Bir mesnevi sessizliğinde döktüm hüznümü,
Zamanı yoktu bekleyemedim güzü...
Mektubuma böyle başlıyorum,21 yıllık ömrümün keffaretini bir anda ödüyorum!.. Gönlümdeki çiçekleri kurutuyorum, gidenleri bir celsede siliyorum... Vefa rüzgarı gönlümü talan ediyor ve ben yine dayanıyorum,yine seviyorum ve yine özlüyorum...
Yüreğimin sükutuna son verip,fırtınalar estiriyorum... Tıpkı güneşli bir günde,ağacın altındaki gölge gibi esinleniyorum... İçimin alevini dağıttıkça serinliyorum,soğuyorum mevsim değiştirir gibi dönüyorum,sonbahar gibi yapraklarımı döküyor,kış gibi buz kalpli oluyorum...

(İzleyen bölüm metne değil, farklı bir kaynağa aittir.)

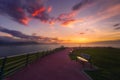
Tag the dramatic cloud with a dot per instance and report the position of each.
(23, 10)
(32, 37)
(116, 25)
(117, 28)
(80, 4)
(70, 22)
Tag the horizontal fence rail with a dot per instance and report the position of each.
(11, 64)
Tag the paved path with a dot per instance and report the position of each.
(57, 66)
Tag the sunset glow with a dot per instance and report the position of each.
(75, 21)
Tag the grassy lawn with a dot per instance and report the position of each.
(106, 59)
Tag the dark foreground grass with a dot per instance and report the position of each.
(106, 59)
(10, 65)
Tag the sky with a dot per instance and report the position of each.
(61, 21)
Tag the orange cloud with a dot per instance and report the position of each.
(36, 12)
(25, 21)
(108, 13)
(49, 9)
(71, 22)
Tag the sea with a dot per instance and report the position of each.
(24, 49)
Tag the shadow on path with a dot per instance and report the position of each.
(57, 66)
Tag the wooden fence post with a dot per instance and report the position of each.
(2, 68)
(27, 59)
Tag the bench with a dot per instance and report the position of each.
(84, 59)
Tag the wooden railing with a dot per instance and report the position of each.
(11, 64)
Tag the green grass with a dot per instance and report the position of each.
(106, 59)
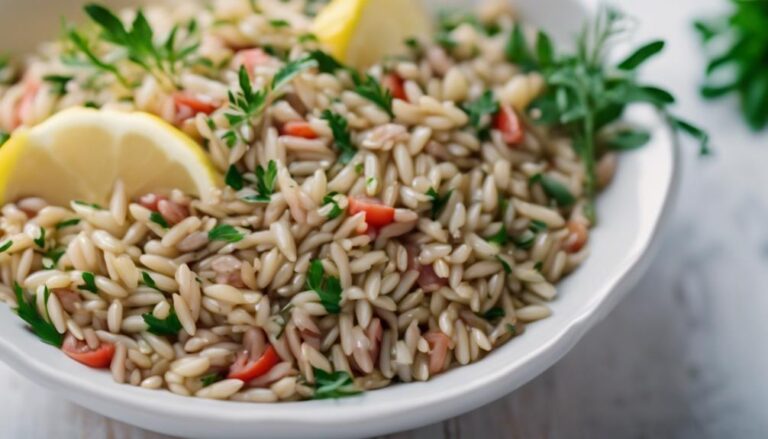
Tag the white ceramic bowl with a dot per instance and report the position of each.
(630, 211)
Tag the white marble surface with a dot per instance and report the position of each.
(684, 355)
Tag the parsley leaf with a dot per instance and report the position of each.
(290, 70)
(265, 183)
(167, 326)
(58, 83)
(90, 282)
(554, 189)
(333, 385)
(67, 223)
(335, 210)
(438, 201)
(480, 112)
(500, 238)
(44, 330)
(341, 136)
(40, 240)
(226, 233)
(371, 89)
(328, 288)
(157, 218)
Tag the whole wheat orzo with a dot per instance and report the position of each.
(375, 227)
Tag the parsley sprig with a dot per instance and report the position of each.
(328, 288)
(28, 312)
(330, 385)
(585, 94)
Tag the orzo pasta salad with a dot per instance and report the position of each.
(295, 222)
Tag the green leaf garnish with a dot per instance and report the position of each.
(438, 201)
(158, 219)
(333, 385)
(480, 112)
(167, 326)
(67, 223)
(44, 330)
(90, 282)
(233, 178)
(335, 210)
(554, 189)
(226, 233)
(328, 288)
(341, 137)
(500, 238)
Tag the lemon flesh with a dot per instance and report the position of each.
(79, 154)
(361, 33)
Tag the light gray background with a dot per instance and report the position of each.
(684, 355)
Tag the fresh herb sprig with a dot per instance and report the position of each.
(585, 94)
(45, 330)
(740, 67)
(328, 288)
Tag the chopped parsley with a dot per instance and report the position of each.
(90, 282)
(52, 256)
(438, 201)
(333, 385)
(147, 280)
(167, 326)
(480, 112)
(328, 288)
(58, 83)
(341, 136)
(500, 238)
(158, 219)
(226, 233)
(554, 189)
(44, 330)
(67, 223)
(494, 313)
(233, 178)
(335, 210)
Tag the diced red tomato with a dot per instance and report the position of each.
(188, 106)
(252, 58)
(396, 85)
(245, 368)
(577, 236)
(79, 351)
(24, 107)
(428, 280)
(507, 121)
(439, 343)
(377, 214)
(299, 128)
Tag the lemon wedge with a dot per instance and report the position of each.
(362, 32)
(80, 153)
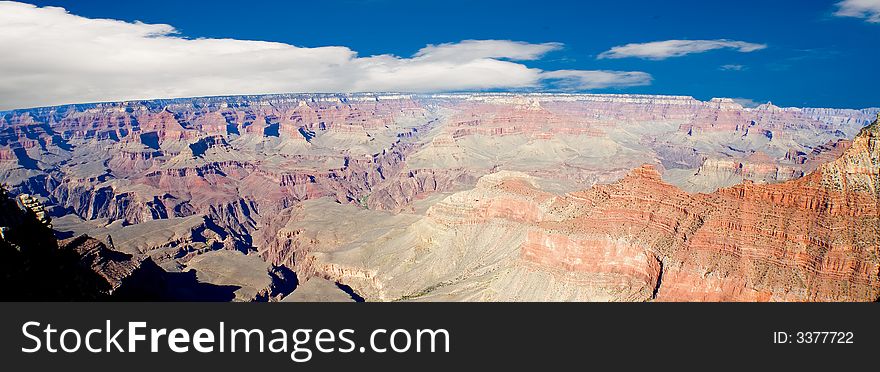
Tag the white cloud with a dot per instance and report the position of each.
(586, 80)
(53, 57)
(867, 9)
(658, 50)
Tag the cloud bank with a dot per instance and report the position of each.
(659, 50)
(867, 9)
(52, 57)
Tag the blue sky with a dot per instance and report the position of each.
(809, 55)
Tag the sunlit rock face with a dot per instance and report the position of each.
(483, 197)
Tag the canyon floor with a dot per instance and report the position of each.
(455, 197)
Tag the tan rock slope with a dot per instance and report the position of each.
(812, 239)
(483, 196)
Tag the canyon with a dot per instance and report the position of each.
(455, 197)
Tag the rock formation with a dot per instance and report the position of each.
(490, 196)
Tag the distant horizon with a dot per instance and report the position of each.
(793, 53)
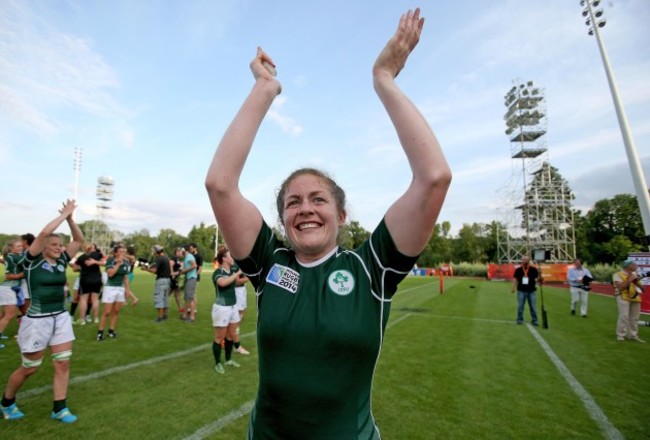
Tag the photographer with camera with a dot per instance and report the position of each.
(579, 279)
(628, 297)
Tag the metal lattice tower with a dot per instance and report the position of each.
(101, 234)
(536, 206)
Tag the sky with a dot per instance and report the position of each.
(146, 89)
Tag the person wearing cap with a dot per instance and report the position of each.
(190, 271)
(162, 267)
(576, 277)
(525, 277)
(176, 262)
(628, 297)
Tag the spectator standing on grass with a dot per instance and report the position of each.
(199, 269)
(163, 270)
(322, 310)
(190, 272)
(579, 278)
(90, 282)
(525, 278)
(175, 289)
(225, 316)
(47, 322)
(130, 256)
(628, 298)
(115, 291)
(242, 304)
(10, 287)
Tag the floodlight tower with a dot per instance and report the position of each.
(101, 235)
(78, 152)
(595, 21)
(539, 204)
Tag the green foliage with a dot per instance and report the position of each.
(603, 272)
(611, 229)
(352, 234)
(204, 237)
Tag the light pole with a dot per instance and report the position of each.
(595, 21)
(77, 167)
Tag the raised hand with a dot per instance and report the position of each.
(68, 208)
(263, 67)
(394, 55)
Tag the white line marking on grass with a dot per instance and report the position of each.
(595, 412)
(81, 379)
(218, 425)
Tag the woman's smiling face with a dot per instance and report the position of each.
(311, 217)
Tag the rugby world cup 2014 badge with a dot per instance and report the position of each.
(341, 282)
(284, 277)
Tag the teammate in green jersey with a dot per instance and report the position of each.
(48, 322)
(322, 310)
(225, 314)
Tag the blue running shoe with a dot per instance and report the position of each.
(11, 412)
(64, 415)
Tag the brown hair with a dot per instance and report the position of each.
(222, 253)
(336, 191)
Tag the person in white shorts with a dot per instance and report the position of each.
(48, 322)
(242, 302)
(225, 315)
(114, 291)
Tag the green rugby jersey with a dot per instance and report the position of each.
(319, 331)
(225, 295)
(45, 282)
(117, 280)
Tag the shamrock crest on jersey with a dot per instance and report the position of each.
(341, 282)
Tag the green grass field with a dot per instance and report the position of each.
(453, 366)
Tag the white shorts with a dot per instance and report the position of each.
(23, 285)
(224, 315)
(8, 296)
(113, 294)
(36, 334)
(240, 291)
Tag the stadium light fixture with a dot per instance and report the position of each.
(641, 188)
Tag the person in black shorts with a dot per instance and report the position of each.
(90, 281)
(322, 309)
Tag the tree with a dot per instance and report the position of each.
(607, 223)
(142, 241)
(204, 237)
(438, 249)
(352, 234)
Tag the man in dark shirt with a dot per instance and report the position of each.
(163, 271)
(524, 282)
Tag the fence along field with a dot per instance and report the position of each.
(453, 366)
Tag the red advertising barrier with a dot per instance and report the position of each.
(552, 273)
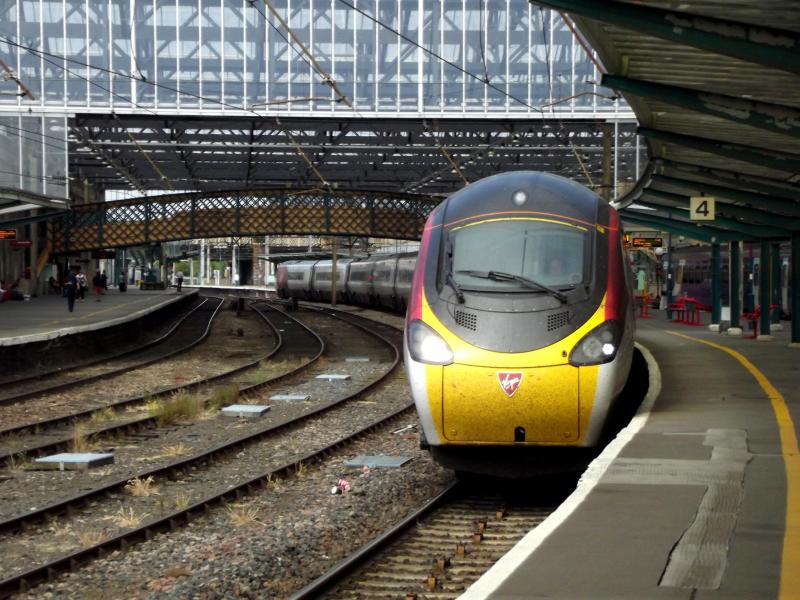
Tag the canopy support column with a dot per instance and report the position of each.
(795, 285)
(775, 280)
(716, 293)
(764, 289)
(735, 287)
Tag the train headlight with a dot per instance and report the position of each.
(598, 346)
(427, 346)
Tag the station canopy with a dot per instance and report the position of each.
(716, 90)
(421, 155)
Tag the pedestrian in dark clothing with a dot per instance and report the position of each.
(80, 290)
(97, 282)
(71, 289)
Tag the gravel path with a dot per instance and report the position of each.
(273, 542)
(222, 351)
(109, 516)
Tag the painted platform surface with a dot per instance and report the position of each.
(47, 317)
(694, 504)
(72, 461)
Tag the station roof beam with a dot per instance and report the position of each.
(772, 117)
(769, 46)
(752, 215)
(772, 159)
(778, 205)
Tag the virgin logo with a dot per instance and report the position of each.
(509, 382)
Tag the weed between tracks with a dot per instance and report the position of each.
(18, 462)
(142, 487)
(182, 500)
(103, 416)
(243, 515)
(80, 438)
(223, 396)
(175, 408)
(127, 519)
(89, 538)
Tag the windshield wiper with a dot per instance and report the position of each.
(501, 276)
(449, 278)
(456, 288)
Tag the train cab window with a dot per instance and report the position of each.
(553, 254)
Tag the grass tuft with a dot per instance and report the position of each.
(103, 416)
(176, 450)
(89, 538)
(80, 439)
(178, 407)
(18, 462)
(224, 396)
(243, 515)
(142, 487)
(182, 500)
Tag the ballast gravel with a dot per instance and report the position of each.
(297, 529)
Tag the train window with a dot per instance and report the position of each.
(547, 252)
(358, 275)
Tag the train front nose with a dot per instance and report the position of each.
(505, 406)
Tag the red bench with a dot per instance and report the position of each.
(688, 310)
(753, 318)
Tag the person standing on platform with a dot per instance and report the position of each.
(97, 282)
(70, 289)
(80, 290)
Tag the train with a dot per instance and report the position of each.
(519, 320)
(692, 266)
(380, 280)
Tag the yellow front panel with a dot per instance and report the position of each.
(476, 409)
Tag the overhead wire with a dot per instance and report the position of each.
(47, 57)
(565, 140)
(254, 3)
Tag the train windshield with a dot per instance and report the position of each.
(549, 253)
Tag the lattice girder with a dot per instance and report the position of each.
(240, 213)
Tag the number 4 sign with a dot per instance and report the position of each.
(701, 208)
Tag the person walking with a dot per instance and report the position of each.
(71, 289)
(97, 282)
(80, 290)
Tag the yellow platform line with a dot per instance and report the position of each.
(790, 561)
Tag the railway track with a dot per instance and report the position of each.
(436, 552)
(232, 452)
(183, 335)
(32, 443)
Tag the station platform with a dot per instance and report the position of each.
(46, 317)
(697, 498)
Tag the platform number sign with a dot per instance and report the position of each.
(701, 208)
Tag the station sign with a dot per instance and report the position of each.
(701, 208)
(647, 242)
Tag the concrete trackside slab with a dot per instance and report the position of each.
(46, 318)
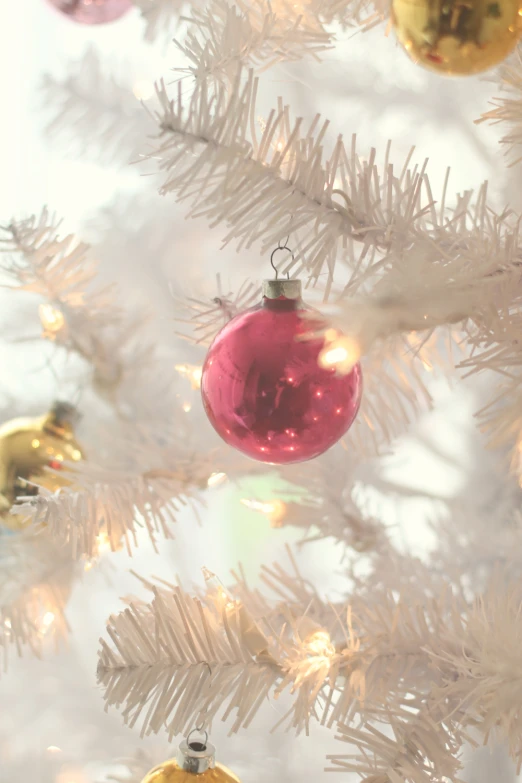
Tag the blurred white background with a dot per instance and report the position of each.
(52, 725)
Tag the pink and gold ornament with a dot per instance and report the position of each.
(263, 389)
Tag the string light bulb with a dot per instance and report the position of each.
(192, 372)
(239, 618)
(319, 644)
(340, 352)
(52, 320)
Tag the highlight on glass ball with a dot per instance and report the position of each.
(28, 446)
(457, 37)
(92, 11)
(264, 388)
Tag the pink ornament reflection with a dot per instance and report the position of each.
(265, 393)
(92, 11)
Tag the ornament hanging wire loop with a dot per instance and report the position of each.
(276, 250)
(198, 730)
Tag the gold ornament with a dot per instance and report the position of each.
(458, 36)
(27, 447)
(194, 760)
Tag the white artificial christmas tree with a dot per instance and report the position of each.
(365, 617)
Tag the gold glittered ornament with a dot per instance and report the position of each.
(30, 445)
(458, 36)
(195, 763)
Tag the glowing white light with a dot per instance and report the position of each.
(52, 320)
(340, 353)
(319, 644)
(192, 372)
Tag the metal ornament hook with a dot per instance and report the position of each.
(276, 250)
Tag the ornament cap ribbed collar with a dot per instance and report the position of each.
(196, 757)
(290, 289)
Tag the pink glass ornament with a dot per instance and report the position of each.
(264, 391)
(92, 11)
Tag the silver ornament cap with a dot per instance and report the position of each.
(290, 289)
(196, 757)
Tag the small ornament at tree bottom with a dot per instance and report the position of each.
(262, 386)
(92, 11)
(455, 37)
(27, 447)
(194, 759)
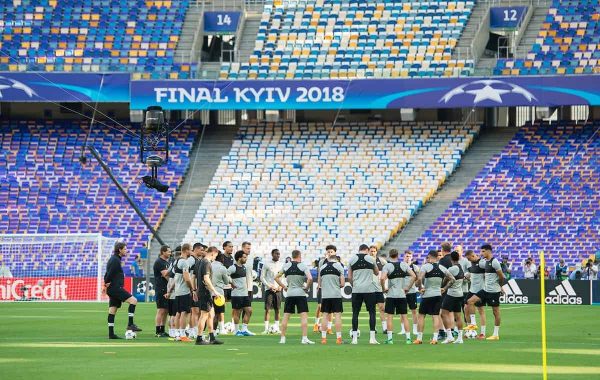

Evet...Adem-i beşerin içinde gebe olduğu sevgisinin sonrasında gelen hüznünü doğurmasını ve o hüzünle gelen soğukluğu,buz gibiliği göstermiş bulunduk... 1.perdemiz burada sona erdi,bir sonraki perdemiz ise Ademoğlunun vefasının intiharı olacaktır... Günümüzdeki her mutsuz son gibi bunun da sonu MUTSUZ bitecektir...
Her daim yüreğimizde esen yellerin,başka dalları kıpırdatması duasıyla...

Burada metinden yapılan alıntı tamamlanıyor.